Mindfulness of breathing meditation, in one form or another, is very widespread in the Buddhist world. The particular form taught here — in four stages — is found in the Visuddhimagga (Path of Purity) of the great Theravadin scholar, Buddhaghosa, who lived in 5th century India and Sri Lanka. It therefore has a long pedigree, even if there’s no description in the earliest Buddhist scriptures that corresponds exactly with this form of the practice.
In this form of the practice the four stages are as follows:
- We begin by bringing our attention to the physical sensations of the breathing, and begin (internally) counting our outbreaths, acknowledging each exhale just after it has ended. We count ten outbreaths, and then another ten, and so on. Usually we do this for a set period of time — often five to ten minutes. If we become distracted and lose our place in the counting, we begin the process of counting, starting over from one. (Go to the guide for the first stage of the practice.)
- We do exactly the same as in the previous stage, except now we count our inhalations. This time we count just before we begin to inhale. Again, we’ll usually do this for five to ten minutes. (Go to the guide for the second stage of the practice.)
- We continue to pay attention to the breathing, but drop the counting. Now we notice that the breathing is a continuous process — a never-ending flow of sensation. (Go to the guide for the third stage of the practice.)
- We begin to narrow the sphere of our attention, focusing in on the the more subtle and refined sensations found around the rims of the nostrils. (Go to the guide for the fourth stage of the practice.)
If you want to get technical, this particular version of the Mindfulness of Breathing is mainly aimed to calm and focus the mind, and is therefore what is known as a samatha (Sanskrit, shamatha), or calming practice rather than a vipassana, or insight, one. The Sanskrit equivalent to the word vipassana is vipashyana and both words mean insight, or truly seeing the nature of reality.
The traditional name for this meditation practice is Anapanasati. This word simply means mindfulness (sati) of breathing (pana) in and out. This is a meditation practice where we use the breath as the object of attention to which we return every time we notice that the mind has wandered.
In a nutshell, this practice works mainly through us withdrawing our attention from distracting thoughts and redirecting our attention to the physical sensations of the breath. By doing so, we are putting less energy into the emotional states of restlessness, anxiety, craving, ill will, etc. that drive those thoughts. Over time the mind becomes calmer and our emotional states become more balanced and positive, and our experience becomes more positive.
This meditation helps us to appreciate the contrast between being lost in thoughts and mindfully absorbed in the moment-by-moment sensory experience arising from the body.
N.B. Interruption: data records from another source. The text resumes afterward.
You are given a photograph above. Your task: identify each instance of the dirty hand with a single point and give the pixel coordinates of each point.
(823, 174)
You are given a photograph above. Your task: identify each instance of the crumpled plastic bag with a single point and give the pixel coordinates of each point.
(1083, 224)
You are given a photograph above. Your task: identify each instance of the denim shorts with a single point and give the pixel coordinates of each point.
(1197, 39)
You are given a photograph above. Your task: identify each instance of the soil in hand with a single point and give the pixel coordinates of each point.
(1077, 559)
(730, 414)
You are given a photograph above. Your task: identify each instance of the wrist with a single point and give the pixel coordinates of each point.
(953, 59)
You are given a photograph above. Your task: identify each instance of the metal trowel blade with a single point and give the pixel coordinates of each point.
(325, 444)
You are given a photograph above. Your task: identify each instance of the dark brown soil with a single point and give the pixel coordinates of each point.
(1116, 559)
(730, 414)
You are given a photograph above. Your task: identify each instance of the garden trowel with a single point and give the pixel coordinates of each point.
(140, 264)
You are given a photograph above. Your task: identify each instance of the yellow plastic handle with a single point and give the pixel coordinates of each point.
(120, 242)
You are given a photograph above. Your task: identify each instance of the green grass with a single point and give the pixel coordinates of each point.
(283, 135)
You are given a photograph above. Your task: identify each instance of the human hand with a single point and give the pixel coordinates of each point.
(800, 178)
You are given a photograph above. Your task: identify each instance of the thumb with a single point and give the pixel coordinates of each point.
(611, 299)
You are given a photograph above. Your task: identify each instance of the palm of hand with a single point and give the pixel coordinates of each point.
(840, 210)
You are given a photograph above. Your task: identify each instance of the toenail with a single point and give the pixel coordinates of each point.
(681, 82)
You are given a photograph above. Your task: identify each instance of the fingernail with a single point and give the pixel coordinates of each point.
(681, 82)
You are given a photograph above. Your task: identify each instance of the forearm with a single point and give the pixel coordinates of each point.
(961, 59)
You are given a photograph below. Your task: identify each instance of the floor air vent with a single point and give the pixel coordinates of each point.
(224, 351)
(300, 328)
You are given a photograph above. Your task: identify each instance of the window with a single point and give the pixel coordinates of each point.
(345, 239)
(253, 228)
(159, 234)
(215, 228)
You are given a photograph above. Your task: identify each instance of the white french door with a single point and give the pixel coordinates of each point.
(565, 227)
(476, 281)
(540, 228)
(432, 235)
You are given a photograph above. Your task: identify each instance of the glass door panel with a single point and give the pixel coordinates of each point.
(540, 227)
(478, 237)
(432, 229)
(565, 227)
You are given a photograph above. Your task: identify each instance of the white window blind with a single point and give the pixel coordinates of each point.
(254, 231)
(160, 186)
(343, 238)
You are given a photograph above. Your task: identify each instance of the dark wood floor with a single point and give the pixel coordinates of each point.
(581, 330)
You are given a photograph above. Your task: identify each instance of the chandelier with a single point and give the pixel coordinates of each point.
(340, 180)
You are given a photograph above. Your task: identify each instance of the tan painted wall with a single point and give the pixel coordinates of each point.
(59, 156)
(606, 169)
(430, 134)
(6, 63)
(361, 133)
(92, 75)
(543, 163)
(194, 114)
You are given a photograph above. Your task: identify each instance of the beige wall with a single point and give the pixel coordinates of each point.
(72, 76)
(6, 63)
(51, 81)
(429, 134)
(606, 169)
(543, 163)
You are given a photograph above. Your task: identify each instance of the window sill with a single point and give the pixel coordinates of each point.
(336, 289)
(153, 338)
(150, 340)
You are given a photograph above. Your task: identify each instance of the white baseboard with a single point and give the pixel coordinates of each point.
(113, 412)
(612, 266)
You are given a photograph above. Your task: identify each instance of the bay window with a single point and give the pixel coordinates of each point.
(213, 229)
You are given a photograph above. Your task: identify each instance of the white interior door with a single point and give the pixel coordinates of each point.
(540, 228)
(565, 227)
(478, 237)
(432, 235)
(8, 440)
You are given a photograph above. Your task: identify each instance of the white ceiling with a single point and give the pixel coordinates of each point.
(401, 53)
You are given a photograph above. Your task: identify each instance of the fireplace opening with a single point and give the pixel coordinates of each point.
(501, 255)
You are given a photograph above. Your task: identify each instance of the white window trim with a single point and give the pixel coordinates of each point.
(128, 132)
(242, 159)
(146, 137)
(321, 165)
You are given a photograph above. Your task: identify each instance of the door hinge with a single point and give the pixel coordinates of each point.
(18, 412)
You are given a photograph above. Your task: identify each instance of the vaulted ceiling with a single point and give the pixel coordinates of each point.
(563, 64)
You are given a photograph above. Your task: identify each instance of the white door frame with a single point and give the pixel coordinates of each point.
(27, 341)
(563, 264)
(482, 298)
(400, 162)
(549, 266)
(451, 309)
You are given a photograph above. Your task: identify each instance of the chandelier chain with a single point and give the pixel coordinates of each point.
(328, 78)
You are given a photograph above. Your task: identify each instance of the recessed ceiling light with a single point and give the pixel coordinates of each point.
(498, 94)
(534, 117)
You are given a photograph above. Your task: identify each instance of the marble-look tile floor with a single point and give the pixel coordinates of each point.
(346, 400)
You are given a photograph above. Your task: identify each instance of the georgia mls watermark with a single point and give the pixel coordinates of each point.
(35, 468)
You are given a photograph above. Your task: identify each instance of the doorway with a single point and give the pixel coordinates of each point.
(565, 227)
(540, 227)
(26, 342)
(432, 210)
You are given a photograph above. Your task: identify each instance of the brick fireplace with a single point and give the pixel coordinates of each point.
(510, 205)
It helps to keep us “in the moment” as opposed to being distracted.
By clicking on the player below, you can listen to a guided meditation that will lead you through the full four stages of the practice. There are also shorter forms of the practice in the rest of this structured guide to meditation.
It’s important to note that the practice involves noticing that the mind has been wandering and bringing it back to the breath. Distractedness is an inevitable part of the process of meditating and not a sign of failure. Every time that we notice that the mind has been wandering is an opportunity for us to practice patience and acceptance with ourselves, rather than becoming impatient and annoyed.
The step-by-step tutorial that you’ll find here includes a number of guided meditation recordings that will help guide you through the practice. There are also readings for each stage of the practice , dealing with the most common questions and addressing the most common experiences that beginners tend to have.
Although the meditation practice as taught here takes a samatha approach it is easy to bring elements of insight into a samatha practice. Also, some degree of samatha practice is virtually indispensible as a basis for vipassana, or insight, meditation. The mind needs to be somewhat calm in order for us to be able to reflect on the impermanence of our experiences.
There are other traditional forms that are widely practiced, especially in the insight meditation traditions, but I’ve found this one to be particularly suitable for complete beginners. The first two stages especially, (those that involve counting) are very helpful in stabilizing the mind.
Each of the stages of this practice is essentially a meditation practice in its own right. More experienced practitioners can feel free to adapt the practice to their own needs, shortening or even dropping some stages, and extending others. If you want you can just do one of the stages, or skip the earlier ones.
This, along with lovingkindness meditation, is a cornerstone meditation practice. In the tradition in which I was trained, these two forms of meditation are held as co-equal, and ideally we should practice both to the same extent, perhaps alternating them on a daily basis.